Sonar Architecture Sonar sits between your frontend application and your on-chain sale contract, handling compliance verification and authorization. Your project always owns the contract — Sonar never holds administrative keys.

Onboarding and Purchase Flow

This is the end-to-end flow for a user participating in a token sale.

1. User Arrives at Sale Page

The user lands on your sale page. Display sale information (timing, pricing, terms) and prompt them to connect.

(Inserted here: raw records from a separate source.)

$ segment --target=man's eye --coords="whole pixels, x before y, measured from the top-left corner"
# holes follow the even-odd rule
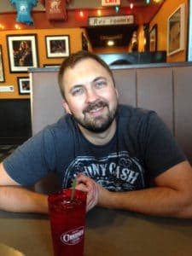
[[[105,81],[100,81],[96,84],[96,88],[102,88],[106,85],[107,85],[107,83]]]
[[[75,88],[74,90],[73,90],[72,95],[78,96],[78,95],[82,94],[83,92],[84,92],[84,90],[82,88]]]

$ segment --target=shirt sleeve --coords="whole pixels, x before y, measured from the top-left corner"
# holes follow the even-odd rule
[[[32,186],[49,172],[55,170],[54,134],[47,128],[6,158],[7,173],[22,186]]]
[[[152,177],[186,160],[186,156],[165,123],[151,112],[143,134],[145,163]]]

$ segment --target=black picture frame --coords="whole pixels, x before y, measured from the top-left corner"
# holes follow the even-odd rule
[[[18,91],[20,95],[29,95],[31,93],[31,84],[29,77],[18,77]]]
[[[38,67],[36,34],[7,35],[10,73],[26,73]]]
[[[167,20],[167,55],[184,49],[184,12],[182,3]]]
[[[3,83],[4,81],[5,81],[5,79],[4,79],[3,51],[2,51],[2,45],[0,44],[0,83]]]
[[[68,35],[45,36],[47,58],[63,58],[70,55]]]
[[[149,51],[157,51],[157,24],[154,24],[149,32]]]

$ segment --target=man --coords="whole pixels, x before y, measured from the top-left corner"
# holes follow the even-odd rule
[[[0,166],[0,208],[48,212],[47,195],[22,187],[55,172],[62,188],[76,177],[95,206],[192,218],[192,169],[153,111],[118,105],[109,67],[80,51],[61,65],[67,114],[19,147]]]

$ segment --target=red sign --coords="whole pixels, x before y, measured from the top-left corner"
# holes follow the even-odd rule
[[[102,0],[102,6],[116,6],[120,5],[120,0]]]

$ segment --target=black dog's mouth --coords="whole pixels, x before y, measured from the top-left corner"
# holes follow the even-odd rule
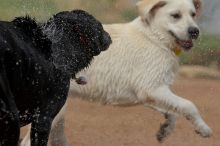
[[[188,40],[181,40],[179,39],[172,31],[169,31],[170,34],[175,38],[175,42],[178,46],[183,48],[184,50],[190,50],[193,47],[193,41],[192,39]]]

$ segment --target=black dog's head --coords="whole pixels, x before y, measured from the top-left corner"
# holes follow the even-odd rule
[[[101,23],[82,10],[54,15],[45,24],[44,33],[52,40],[54,64],[73,75],[111,44]]]

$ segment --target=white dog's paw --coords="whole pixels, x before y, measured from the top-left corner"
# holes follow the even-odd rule
[[[165,114],[165,118],[166,121],[160,125],[160,129],[157,132],[157,140],[161,143],[173,132],[176,123],[176,115]]]
[[[212,136],[212,129],[209,128],[206,124],[199,125],[196,128],[196,133],[200,134],[202,137],[210,137]]]

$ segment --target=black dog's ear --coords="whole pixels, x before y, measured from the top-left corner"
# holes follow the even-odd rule
[[[166,4],[167,2],[162,0],[142,0],[139,1],[136,6],[142,21],[150,24],[150,21],[154,18],[157,11]]]

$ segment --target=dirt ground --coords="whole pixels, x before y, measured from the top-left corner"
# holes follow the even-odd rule
[[[211,138],[195,134],[179,118],[175,131],[160,144],[155,134],[163,116],[143,105],[116,107],[69,98],[66,134],[71,146],[220,146],[220,80],[178,79],[173,90],[196,104],[213,129]]]

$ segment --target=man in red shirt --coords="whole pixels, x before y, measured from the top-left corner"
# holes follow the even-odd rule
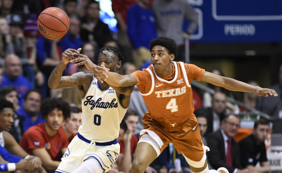
[[[81,125],[82,111],[77,107],[71,107],[71,117],[65,120],[62,127],[70,143],[76,135],[78,128]]]
[[[40,157],[46,169],[55,170],[69,145],[61,126],[70,116],[69,106],[62,100],[47,98],[42,102],[40,111],[46,122],[29,129],[20,145],[29,154]]]

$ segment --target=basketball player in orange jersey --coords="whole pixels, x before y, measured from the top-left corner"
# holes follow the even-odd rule
[[[142,136],[135,151],[131,172],[144,172],[168,143],[172,142],[178,152],[184,156],[193,172],[228,173],[225,168],[219,168],[217,171],[208,170],[206,152],[209,149],[201,141],[193,113],[191,80],[201,80],[230,90],[253,92],[266,97],[268,96],[267,93],[277,96],[276,92],[205,72],[193,64],[173,61],[178,51],[173,39],[163,37],[154,39],[150,49],[152,65],[131,75],[104,73],[96,69],[96,65],[91,65],[87,56],[76,53],[73,55],[78,58],[71,61],[80,62],[76,65],[85,64],[94,70],[94,75],[101,82],[102,80],[116,87],[134,85],[138,87],[148,111],[142,120],[144,129],[140,132]]]

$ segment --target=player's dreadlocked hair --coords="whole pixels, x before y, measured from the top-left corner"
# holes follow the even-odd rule
[[[152,50],[153,47],[156,45],[159,45],[164,47],[168,51],[168,53],[174,54],[174,58],[177,56],[178,54],[178,48],[175,41],[173,39],[164,37],[159,37],[153,39],[150,43],[150,50]]]
[[[122,56],[122,55],[121,54],[121,51],[119,50],[119,48],[111,46],[107,46],[101,49],[101,50],[99,51],[99,52],[98,52],[96,54],[96,55],[95,55],[94,57],[97,58],[97,56],[99,56],[99,54],[100,53],[101,53],[103,55],[104,55],[105,54],[103,53],[103,51],[107,51],[114,53],[115,55],[118,57],[118,58],[119,58],[119,61],[121,61],[121,62],[124,61],[124,58]]]

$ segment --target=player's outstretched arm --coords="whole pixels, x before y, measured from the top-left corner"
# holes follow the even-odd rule
[[[72,55],[77,56],[78,58],[73,59],[71,62],[80,62],[76,64],[76,66],[85,65],[87,69],[94,71],[94,77],[101,83],[104,80],[110,85],[114,87],[127,87],[137,83],[137,79],[133,75],[121,75],[116,73],[104,70],[101,68],[104,67],[94,64],[86,55],[75,53]]]
[[[75,58],[71,54],[74,52],[79,53],[81,50],[81,48],[79,48],[77,50],[69,48],[65,51],[62,54],[62,61],[53,70],[49,77],[48,86],[52,89],[70,88],[83,85],[89,80],[92,80],[92,75],[87,75],[87,73],[83,72],[76,73],[70,76],[62,76],[68,63]],[[106,70],[106,69],[101,67],[99,69]]]
[[[274,90],[253,86],[232,78],[223,77],[207,71],[205,72],[201,80],[231,91],[251,92],[255,93],[258,95],[265,97],[268,96],[267,93],[274,96],[278,95]]]

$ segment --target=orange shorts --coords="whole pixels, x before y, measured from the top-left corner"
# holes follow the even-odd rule
[[[147,112],[142,122],[144,129],[154,132],[163,142],[161,148],[161,152],[169,143],[171,142],[178,153],[186,157],[188,163],[190,164],[187,158],[192,162],[198,162],[203,159],[205,161],[206,152],[208,148],[205,147],[202,142],[198,122],[193,114],[184,122],[171,125],[153,119]]]

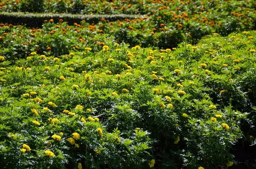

2. Connect Wallet and Sign In with Sonar

The user connects their wallet and authenticates with Sonar via OAuth. These can happen in either order.
  • Wallet connection: Use a standard wallet library (wagmi, ethers, etc.)
  • Sonar authentication: OAuth 2.0 PKCE flow redirects to Sonar, then back to your site

3. Check Entity Status

Once authenticated, your application queries Sonar’s API using the connected wallet address to check:
  • Whether the wallet is linked to an entity
  • Whether the entity’s EntitySetupState is complete
If no entity is found or setup is incomplete, redirect the user to complete onboarding:
https://app.echo.xyz/sonar/{saleUUID}/home
See Entity Setup States for all possible states and what they mean.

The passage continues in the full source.